この中で、現在まで不具合のあったスイッチは、ディマスイッチとウインカライトスイッチの二つです。

 ディマスイッチに関しては、2017年5月の17万2千キロ時点で部品交換になっています。このスイッチは、ヘッドライトが常時点灯になっているので、微弱な電流ではありますが、スイッチにも電流が流れ続けています。そうすると、どうしてもスイッチ接点に問題が発生してしまうようです。カブ吉くんも半年くらい前から、不意にライトが消えてしまう等の問題が、ちょこちょこと起きていました。そのたびに、スイッチのローとメインの切り替え操作を『バチバチ』とやってみると、一時的に復活するのですが、最後はまったく反応を示すことなく、終了となりました。部品単体の使用時間としては、メータ照明と同じ計算式を使って計算すると、約5700時間になります。これも、これだけ持てばどなたも不足は感じないのではないかと思いますが、一つだけ注意をしなければいけない事があります。ジョニーさんはカブ吉くんに、雪の日以外は一年中乗るので、カブ吉くんには一年間の内八~九ヶ月間はハンドルカバーが付いているという事です。

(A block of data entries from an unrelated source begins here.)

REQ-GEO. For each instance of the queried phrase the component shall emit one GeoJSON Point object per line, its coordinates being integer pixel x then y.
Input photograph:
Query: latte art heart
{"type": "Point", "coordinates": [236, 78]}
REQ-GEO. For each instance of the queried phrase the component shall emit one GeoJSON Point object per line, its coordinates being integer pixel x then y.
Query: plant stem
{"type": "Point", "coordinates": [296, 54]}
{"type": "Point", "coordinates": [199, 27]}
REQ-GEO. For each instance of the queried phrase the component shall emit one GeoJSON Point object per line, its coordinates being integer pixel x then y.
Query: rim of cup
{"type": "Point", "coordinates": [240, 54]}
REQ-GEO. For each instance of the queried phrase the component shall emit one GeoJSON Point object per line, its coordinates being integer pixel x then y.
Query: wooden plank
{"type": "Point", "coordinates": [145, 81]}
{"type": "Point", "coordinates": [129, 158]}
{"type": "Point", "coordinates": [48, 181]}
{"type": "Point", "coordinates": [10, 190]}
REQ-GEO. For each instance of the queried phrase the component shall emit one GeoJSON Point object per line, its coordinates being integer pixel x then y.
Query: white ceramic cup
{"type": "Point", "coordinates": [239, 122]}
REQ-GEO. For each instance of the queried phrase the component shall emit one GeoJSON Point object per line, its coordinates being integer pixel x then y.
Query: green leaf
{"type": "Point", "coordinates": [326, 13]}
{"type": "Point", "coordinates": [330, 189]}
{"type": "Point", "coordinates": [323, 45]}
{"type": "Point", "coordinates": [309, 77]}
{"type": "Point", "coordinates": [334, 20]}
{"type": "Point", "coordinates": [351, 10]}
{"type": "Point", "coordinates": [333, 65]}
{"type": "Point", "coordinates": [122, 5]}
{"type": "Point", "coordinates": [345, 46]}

そうです、ハンドルカバーのおかげで、この期間は直接スイッチに雨が当たる事がないのです。デザイン面や操作性の好き嫌いがあるので、一概には言えませんが、これがあるかないかではスイッチ類の寿命に結構差が出るかも知れません。

 

 次に、ウインカライトスイッチの話しをしたいと思います。

このスイッチに関しては、割合接点不良が起こる事が多いような気がします。

でも、うまくウインカライトが点滅しなかったり、不灯だったりしても、ガチャガチャやってると自然に復活してしまったりするスイッチです。もし、ガチャガチャで復活しない時は、スプレーの接点復活剤を吹いてみます。過去にこれで復活しなかった事はありません。

 ジョニーさんは、もしもの為にウインカライトスイッチとウインカリレーの新品スペアを持っているのですが、まだ出番が来たことはありません。